Hence the swiftly-identified need to assemble a coalition of forces capable of invading those geographies where the establishment of terrorist groups has been effected, along with corrupt governments which gave them safe passage. This led to allied military strikes, invasions and occupations which, reasonably enough, were considered the means by which to embattle and de-venom the attackers. The international agreements, creation and expansion of anti-terrorism organizations, the economic development programmes and heightened surveillance that followed the initial invasions were to have led to a solution to terrorism by ousting its proponents and creating an atmosphere for economic stability.
Didn't work and don't we know it. The plans and machinations of the allied democracies were met with a still-determined and growing terrorist component; here, there and everywhere. The terrorists learned to use modern technology in communication and public relations, they found ready suppliers of munitions and cash from disaffected states furious at the invasion of their near-territory and the destabilization of the geography that threatened their own. Mobility of terror groups between borders was facilitated by sympathetic regimes angered at the incursion of Western powers.
The determination of the combined forces of the West to bring freedom, democracy, economic success and trading interests into play in the occupied countries to ensure that past dictatorships, theocratic rule, feudal underpinnings would no longer serve to cause unrest in the population leading to dissatisfaction and ultimately attacks against public order and security came to nothing. It just hadn't occurred, evidently, that freedom and democracy could not be imposed overnight on a social and political system, a traditional culture and a religion of complete lifestyle not prepared to have their values overturned in one fell swoop.
There are those who now assert that it is democracy itself that is at fault, that the freedoms espoused by democratic governance invite the growth of dissatisfaction and insurrection. Social democracies go out of their way in the goodness of their collective hearts to be super tolerant of social customs and values at odds with their own and brought along with hordes of new immigrants, many of whom are simply unprepared to accept the values and freedoms offered to them in their new countries of choice. And who bring along with them the baggage of their deserted countries which had failed them but which they recall with fond longing.
That old human nature again; never satisfied, always longing for what it remembers was the best of times and yearning for what in truth equalled the worst of times. In point of fact, it would seem that the threats of instability and terror that were to have been averted by taking overt, direct pre-emptive action have been invited in the back door in any event, by an sympathetic, social-minded, freedom-loving democratic ideal which hesitates to see anything suspicious in people practising their old religions, cultural underpinnings, value systems, even when they run directly counter to that of the newly-adopted country's.
Signs seem to point in the direction that the more liberal the state is, the more inviting it appears to be of terrorist activity.
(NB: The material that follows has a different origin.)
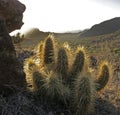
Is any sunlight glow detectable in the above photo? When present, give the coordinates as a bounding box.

Whereas dictatorships have no scruples in putting down dissent understanding the reality of the enablement of the exponential growth of dissent in a kindly atmosphere of live-and-let-live. In countries whose traditions are rigidly theocratic, dictatorial, totalitarian, it would appear that dissent is firmly under control. Democratization with its accompanying social niceties and egalitarian mindset appears to invite dissatisfaction particularly from those elements of the population whose past experience and cultural history never permitted free and easy living.
Some populations, through long cultural/social/traditional habitude embrace the discipline of dictatorship or rigid theocratic rule; the population needs the 'strong man' to lead. The passionate avowal of purpose to bring democracy and freedom everywhere seems doomed to failure. Since the September 11, 2001 attacks, the government of the United States has allocated over $700 billion to fighting global terrorism. Thus far it has proven insufficient to the task at hand, as terror networks continue to grow and thrive, threaten and prey.
We read the instructions on the wipe-out-terrorism kit all wrong.